Ces deux critiques font signe vers un même problème qui est sous-jacent à l’idéal d’insurrection populaire, à savoir le problème de l’ordre (Gobbi et al., Reference Gobbi, Gorriahn, Staemmler and Volk2022). Suivant une interprétation réactive et évènementielle, il semble en effet que cet idéal peine à rendre compte de la manière dont les pratiques contestataires des mouvements sociaux s’inscrivent dans une dynamique non seulement de contestation des institutions politiques et des rapports sociaux existants, mais aussi de démocratisation de la démocratie, soit de transformation de ces mêmes institutions et rapports dans une perspective démocratique. Il échoue ainsi à rendre effectivement compte du lien entre l’action collective du demos et la réalisation de la démocratie. La question est alors de savoir en quoi la contestation, voire le rejet de l’ordre politique de la démocratie libérale n’ouvre pas simplement la voie aux tendances contraires à la démocratie que cherchent précisément à critiquer et à contrer les théories de la démocratie radicale en recourant à l’idéal d’insurrection populaire. En ce sens, le problème de l’ordre auquel se heurtent ces théories revêt une double importance. Il importe d’abord en ce qu’il remet en question la force du lien qu’elles postulent entre l’action collective du demos et la réalisation de la démocratie. Mais il importe également en ce qu’il donne une assise à l’une des objections les plus fortes que l’on peut opposer à ces théories, à savoir que leur problématisation du conflit est susceptible d’ouvrir la voie aux tendances contraires à la démocratie que contestent les mouvements sociaux et que permet de prévenir, jusqu’à un certain point, l’ordre politique de la démocratie libérale. Considérer que les mouvements sociaux s’inscrivent dans une stricte dynamique de contestation de cet ordre, n’est-ce pas in fine renoncer à penser la spécificité de leur apport démocratique à celui-ci ? L’enjeu est donc de savoir comment penser le rapport des pratiques contestataires des mouvements sociaux à l’ordre politique en évitant de se contenter d’entériner, une fois de plus, la légitimité de la démocratie libérale face aux menaces qui pèsent sur elle.

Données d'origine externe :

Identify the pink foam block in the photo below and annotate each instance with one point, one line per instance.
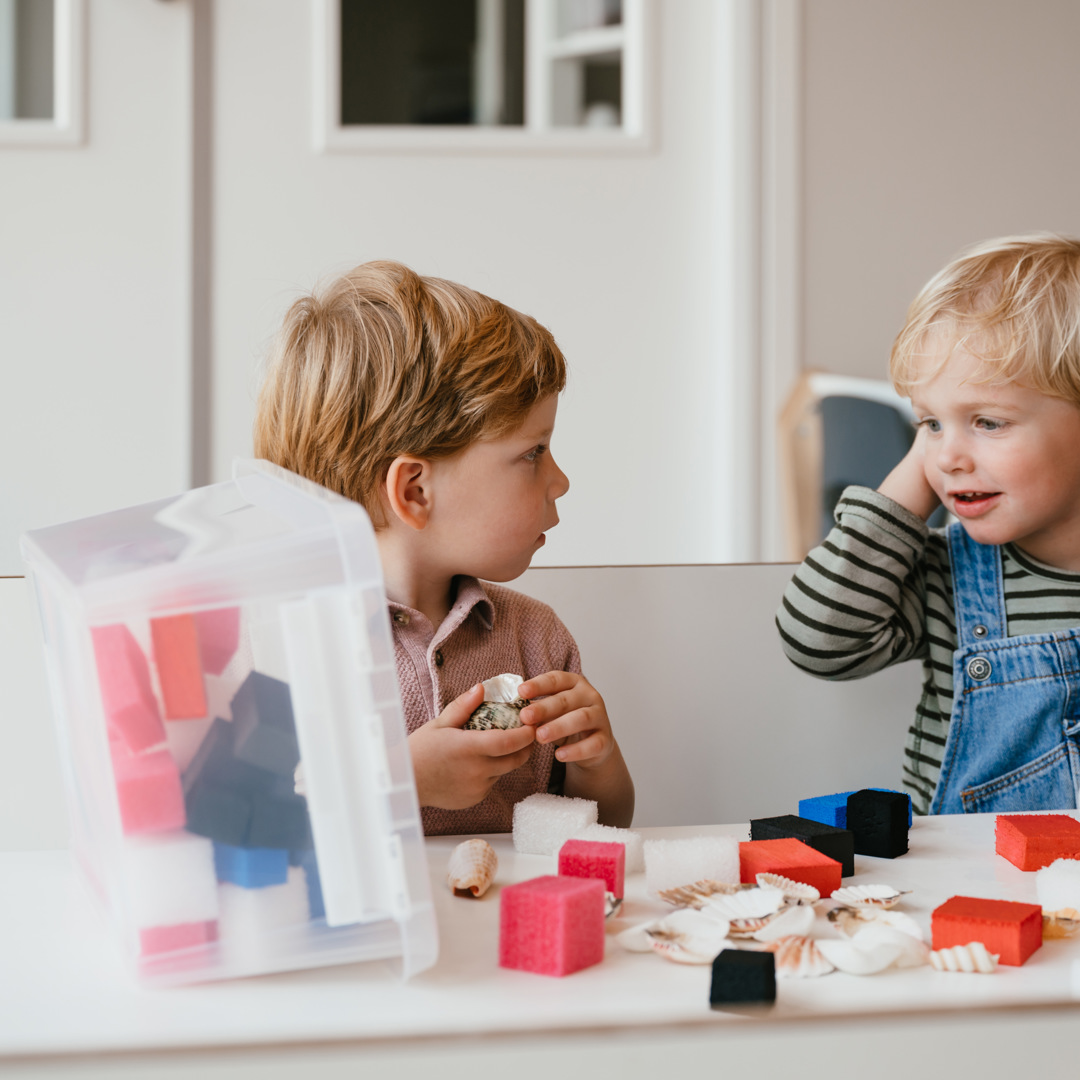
(183, 935)
(148, 790)
(123, 674)
(553, 926)
(594, 859)
(218, 637)
(179, 667)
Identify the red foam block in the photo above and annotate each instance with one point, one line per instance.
(218, 637)
(123, 674)
(595, 859)
(183, 935)
(148, 790)
(792, 859)
(553, 926)
(1030, 840)
(179, 667)
(1010, 929)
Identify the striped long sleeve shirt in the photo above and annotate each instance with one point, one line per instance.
(879, 591)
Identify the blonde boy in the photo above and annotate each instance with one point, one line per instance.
(990, 359)
(433, 406)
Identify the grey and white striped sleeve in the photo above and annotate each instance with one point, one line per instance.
(856, 604)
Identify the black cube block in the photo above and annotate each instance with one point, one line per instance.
(837, 844)
(742, 977)
(878, 820)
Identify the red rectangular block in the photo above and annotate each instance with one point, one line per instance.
(1030, 840)
(123, 675)
(1010, 929)
(597, 859)
(553, 926)
(791, 858)
(179, 667)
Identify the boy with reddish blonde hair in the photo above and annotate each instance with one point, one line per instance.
(989, 355)
(433, 406)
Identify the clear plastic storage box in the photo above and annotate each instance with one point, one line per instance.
(223, 675)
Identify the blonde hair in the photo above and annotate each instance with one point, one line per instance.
(1013, 302)
(383, 362)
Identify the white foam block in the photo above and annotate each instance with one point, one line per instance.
(543, 823)
(1057, 885)
(606, 834)
(672, 863)
(170, 878)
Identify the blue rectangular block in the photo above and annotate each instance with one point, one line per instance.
(251, 867)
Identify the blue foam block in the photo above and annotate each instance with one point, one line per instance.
(251, 867)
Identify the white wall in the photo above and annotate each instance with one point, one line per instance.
(615, 254)
(929, 125)
(94, 287)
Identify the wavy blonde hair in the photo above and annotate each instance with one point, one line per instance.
(1014, 302)
(383, 362)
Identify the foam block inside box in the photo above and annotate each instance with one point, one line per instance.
(169, 879)
(672, 863)
(543, 823)
(123, 675)
(634, 842)
(179, 667)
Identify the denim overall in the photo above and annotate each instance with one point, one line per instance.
(1014, 738)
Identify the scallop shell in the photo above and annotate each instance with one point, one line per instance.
(868, 895)
(798, 891)
(973, 957)
(798, 957)
(472, 867)
(696, 894)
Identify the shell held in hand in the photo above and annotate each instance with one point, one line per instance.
(472, 868)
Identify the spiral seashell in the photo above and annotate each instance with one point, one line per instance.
(798, 958)
(798, 891)
(868, 895)
(472, 867)
(973, 957)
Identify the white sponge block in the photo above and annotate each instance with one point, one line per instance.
(170, 878)
(605, 834)
(673, 863)
(1057, 886)
(543, 823)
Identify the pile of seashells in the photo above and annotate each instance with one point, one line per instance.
(781, 916)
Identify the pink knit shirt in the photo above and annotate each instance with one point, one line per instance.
(489, 631)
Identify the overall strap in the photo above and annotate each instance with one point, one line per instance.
(979, 593)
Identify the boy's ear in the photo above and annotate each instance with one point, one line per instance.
(408, 490)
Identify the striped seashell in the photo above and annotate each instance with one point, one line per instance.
(472, 868)
(973, 957)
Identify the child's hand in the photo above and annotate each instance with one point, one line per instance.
(907, 483)
(455, 769)
(571, 715)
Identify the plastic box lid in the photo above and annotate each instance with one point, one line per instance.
(240, 788)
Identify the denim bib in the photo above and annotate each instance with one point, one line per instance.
(1014, 737)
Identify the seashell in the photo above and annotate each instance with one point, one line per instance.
(472, 868)
(798, 958)
(869, 895)
(696, 894)
(688, 935)
(797, 891)
(973, 957)
(795, 920)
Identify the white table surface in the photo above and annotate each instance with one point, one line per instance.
(65, 991)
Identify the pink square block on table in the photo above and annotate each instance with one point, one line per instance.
(598, 859)
(123, 674)
(552, 926)
(148, 790)
(153, 940)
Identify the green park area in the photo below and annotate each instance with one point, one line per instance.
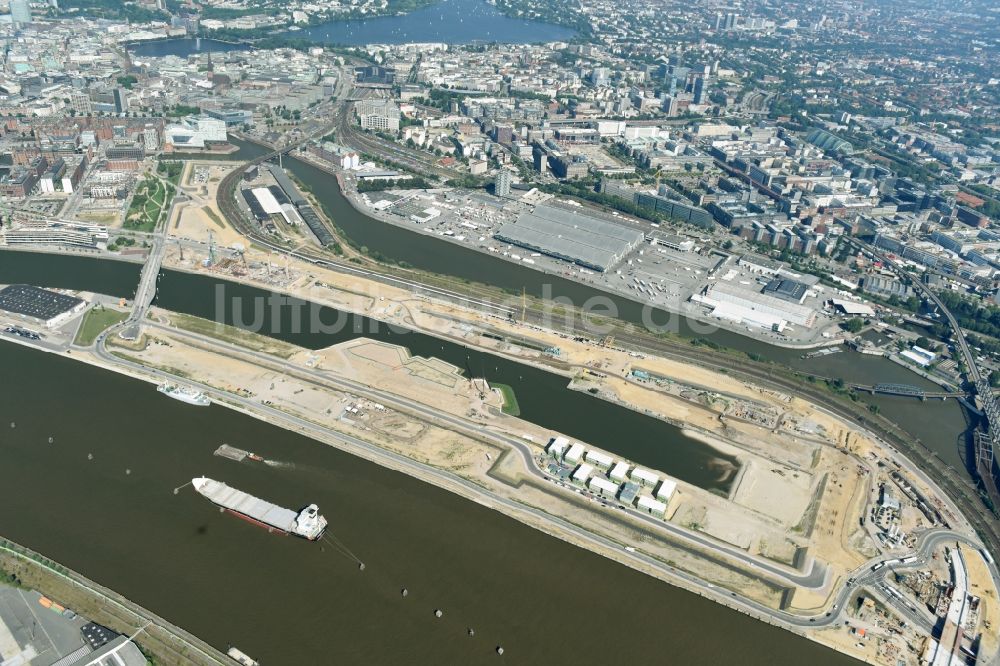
(150, 202)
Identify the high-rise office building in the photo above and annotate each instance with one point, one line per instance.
(120, 100)
(501, 187)
(670, 106)
(20, 11)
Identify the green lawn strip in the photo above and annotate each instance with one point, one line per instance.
(94, 322)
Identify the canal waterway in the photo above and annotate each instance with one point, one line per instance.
(100, 499)
(543, 397)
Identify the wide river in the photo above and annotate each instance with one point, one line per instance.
(100, 499)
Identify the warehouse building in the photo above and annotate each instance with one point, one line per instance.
(753, 308)
(787, 290)
(572, 236)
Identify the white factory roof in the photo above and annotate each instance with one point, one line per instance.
(619, 471)
(603, 485)
(267, 200)
(651, 505)
(599, 459)
(666, 489)
(644, 476)
(852, 307)
(746, 315)
(575, 452)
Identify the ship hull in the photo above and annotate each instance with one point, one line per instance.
(253, 521)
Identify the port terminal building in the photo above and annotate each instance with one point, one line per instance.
(42, 306)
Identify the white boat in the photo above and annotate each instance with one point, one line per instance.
(241, 657)
(308, 523)
(190, 396)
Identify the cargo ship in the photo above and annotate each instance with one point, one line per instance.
(190, 396)
(307, 523)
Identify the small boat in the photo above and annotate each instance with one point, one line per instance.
(190, 396)
(241, 657)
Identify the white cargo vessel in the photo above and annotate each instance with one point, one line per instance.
(190, 396)
(307, 523)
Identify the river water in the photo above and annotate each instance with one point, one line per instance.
(115, 518)
(183, 47)
(938, 424)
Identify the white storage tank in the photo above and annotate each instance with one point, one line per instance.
(557, 446)
(602, 486)
(666, 490)
(619, 472)
(651, 506)
(644, 477)
(582, 473)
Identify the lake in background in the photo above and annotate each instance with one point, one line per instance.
(450, 21)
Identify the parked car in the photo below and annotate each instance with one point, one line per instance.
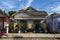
(1, 33)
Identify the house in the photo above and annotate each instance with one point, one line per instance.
(54, 23)
(3, 20)
(30, 17)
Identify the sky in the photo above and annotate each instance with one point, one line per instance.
(50, 6)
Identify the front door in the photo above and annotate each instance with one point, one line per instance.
(37, 26)
(1, 24)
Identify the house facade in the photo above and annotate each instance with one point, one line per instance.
(30, 18)
(3, 20)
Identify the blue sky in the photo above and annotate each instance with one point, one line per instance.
(47, 5)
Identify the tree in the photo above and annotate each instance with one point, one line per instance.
(11, 13)
(53, 14)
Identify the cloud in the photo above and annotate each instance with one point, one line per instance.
(56, 8)
(20, 0)
(28, 3)
(7, 5)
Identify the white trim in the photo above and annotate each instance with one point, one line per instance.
(29, 18)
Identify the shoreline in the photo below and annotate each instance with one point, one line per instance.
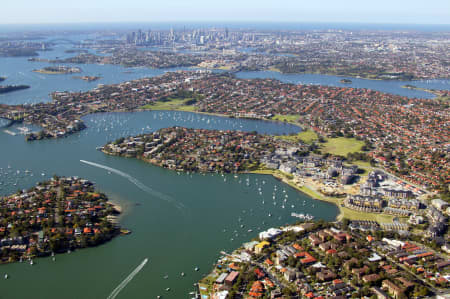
(306, 189)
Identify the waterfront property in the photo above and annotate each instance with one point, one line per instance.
(54, 216)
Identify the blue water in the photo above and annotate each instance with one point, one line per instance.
(394, 87)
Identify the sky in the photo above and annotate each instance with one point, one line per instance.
(111, 11)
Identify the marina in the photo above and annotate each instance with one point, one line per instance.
(179, 220)
(152, 208)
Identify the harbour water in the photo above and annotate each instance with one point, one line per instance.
(179, 221)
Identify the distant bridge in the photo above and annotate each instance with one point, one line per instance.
(63, 41)
(4, 122)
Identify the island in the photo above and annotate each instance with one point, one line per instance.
(328, 260)
(88, 78)
(56, 70)
(346, 81)
(343, 120)
(199, 150)
(55, 216)
(10, 88)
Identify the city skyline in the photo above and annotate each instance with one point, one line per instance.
(383, 11)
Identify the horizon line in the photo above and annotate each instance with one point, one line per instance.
(229, 22)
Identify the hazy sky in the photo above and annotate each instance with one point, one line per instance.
(367, 11)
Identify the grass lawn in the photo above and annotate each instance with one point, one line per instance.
(290, 118)
(171, 104)
(342, 146)
(364, 166)
(307, 136)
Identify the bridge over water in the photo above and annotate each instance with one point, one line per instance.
(63, 41)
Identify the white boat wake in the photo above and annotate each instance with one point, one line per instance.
(140, 185)
(124, 283)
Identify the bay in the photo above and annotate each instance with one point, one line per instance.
(177, 220)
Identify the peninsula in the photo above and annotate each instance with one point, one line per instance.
(384, 122)
(88, 78)
(10, 88)
(56, 70)
(328, 260)
(55, 216)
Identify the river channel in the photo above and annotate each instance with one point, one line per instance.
(178, 221)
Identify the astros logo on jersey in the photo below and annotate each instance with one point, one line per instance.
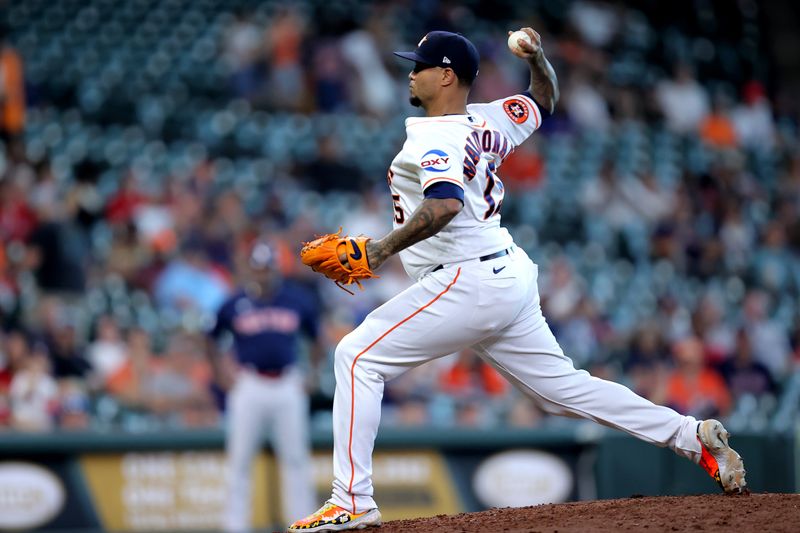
(516, 109)
(435, 161)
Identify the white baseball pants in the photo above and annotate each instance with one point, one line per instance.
(492, 306)
(279, 406)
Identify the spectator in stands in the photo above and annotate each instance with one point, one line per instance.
(129, 383)
(605, 197)
(66, 354)
(108, 353)
(190, 282)
(586, 105)
(647, 364)
(717, 129)
(12, 90)
(331, 170)
(753, 120)
(743, 374)
(737, 236)
(14, 352)
(524, 168)
(58, 251)
(708, 325)
(243, 53)
(330, 80)
(179, 391)
(772, 262)
(286, 84)
(17, 218)
(682, 100)
(769, 340)
(694, 388)
(34, 393)
(374, 90)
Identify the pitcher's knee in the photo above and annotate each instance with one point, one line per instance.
(344, 355)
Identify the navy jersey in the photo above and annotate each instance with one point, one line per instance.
(266, 330)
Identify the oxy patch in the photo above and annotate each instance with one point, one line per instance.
(435, 161)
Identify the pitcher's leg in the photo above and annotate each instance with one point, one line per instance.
(528, 354)
(414, 327)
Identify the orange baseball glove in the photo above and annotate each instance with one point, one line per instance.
(340, 258)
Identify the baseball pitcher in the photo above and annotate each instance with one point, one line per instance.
(474, 287)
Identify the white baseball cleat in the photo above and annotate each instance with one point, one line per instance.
(331, 517)
(719, 459)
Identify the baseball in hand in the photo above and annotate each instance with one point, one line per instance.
(513, 45)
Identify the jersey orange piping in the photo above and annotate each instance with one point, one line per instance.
(435, 180)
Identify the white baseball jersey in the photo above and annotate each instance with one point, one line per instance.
(492, 306)
(465, 150)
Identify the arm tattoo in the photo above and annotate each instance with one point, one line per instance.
(431, 216)
(544, 84)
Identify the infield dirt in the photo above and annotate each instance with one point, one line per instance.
(718, 513)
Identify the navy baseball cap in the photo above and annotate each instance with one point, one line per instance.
(447, 50)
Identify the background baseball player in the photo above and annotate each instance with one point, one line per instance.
(266, 317)
(474, 286)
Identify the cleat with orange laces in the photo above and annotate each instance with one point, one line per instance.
(334, 518)
(720, 460)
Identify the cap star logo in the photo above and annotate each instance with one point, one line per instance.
(516, 109)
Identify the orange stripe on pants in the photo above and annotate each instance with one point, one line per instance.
(352, 380)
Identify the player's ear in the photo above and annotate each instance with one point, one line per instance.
(449, 77)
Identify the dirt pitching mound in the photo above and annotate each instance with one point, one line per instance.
(718, 513)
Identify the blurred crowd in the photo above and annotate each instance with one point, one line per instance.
(661, 200)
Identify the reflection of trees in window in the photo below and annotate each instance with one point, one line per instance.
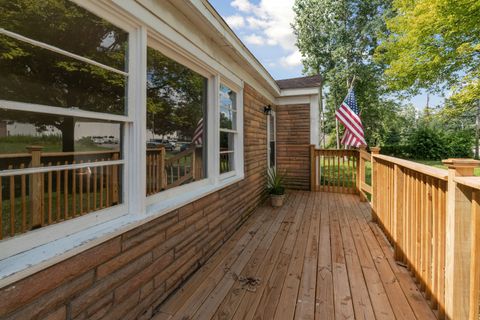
(35, 75)
(176, 96)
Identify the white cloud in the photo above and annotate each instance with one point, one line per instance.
(235, 21)
(292, 60)
(271, 21)
(256, 23)
(255, 39)
(243, 5)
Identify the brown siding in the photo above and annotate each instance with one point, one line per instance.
(293, 139)
(128, 276)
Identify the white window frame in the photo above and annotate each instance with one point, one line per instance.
(34, 238)
(273, 115)
(238, 155)
(35, 250)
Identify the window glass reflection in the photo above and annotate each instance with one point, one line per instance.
(176, 124)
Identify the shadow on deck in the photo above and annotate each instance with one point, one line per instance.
(318, 257)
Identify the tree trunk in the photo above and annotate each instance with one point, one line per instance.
(68, 134)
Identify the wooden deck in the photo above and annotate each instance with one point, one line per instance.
(318, 257)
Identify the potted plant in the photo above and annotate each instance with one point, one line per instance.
(276, 187)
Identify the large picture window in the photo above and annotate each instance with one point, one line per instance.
(228, 128)
(63, 83)
(176, 124)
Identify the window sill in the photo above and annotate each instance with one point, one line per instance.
(26, 263)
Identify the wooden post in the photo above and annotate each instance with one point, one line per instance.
(458, 240)
(475, 257)
(313, 175)
(35, 187)
(374, 151)
(398, 212)
(163, 181)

3. Construire un ordre démocratique
Ainsi posé, le problème de l’ordre apparaît susceptible de mener au simple rejet de l’idéal d’insurrection populaireFootnote 9. Il est cependant possible de le surmonter dès lors que les pratiques contestataires des mouvements sociaux sont pensées au prisme d’une conception active et structurelle de la conflictualité politique. En ce sens, le problème de l’ordre devrait moins amener à renoncer à l’idéal d’insurrection populaire qu’à le réinterpréter à l’aune d’une conception alternative de la conflictualité politique qui permet de rendre compte des effets qu’ont les pratiques contestataires des mouvements sociaux sur les institutions politiques et les rapports sociaux existants, et de la manière dont elles contribuent à instituer la démocratie. Cette conception alternative de la conflictualité politique peut être comprise par contraste avec l’interprétation réactive et évènementielle de l’idéal d’insurrection populaire qui se dégage des théories de la démocratie radicale. À travers ce contraste, nous soutiendrons que les mouvements sociaux présentent un apport pratique et normatif à la démocratie et que l’effectivité de cet apport dépend de leur capacité à s’inscrire dans un rapport de tension continu avec les institutions politiques.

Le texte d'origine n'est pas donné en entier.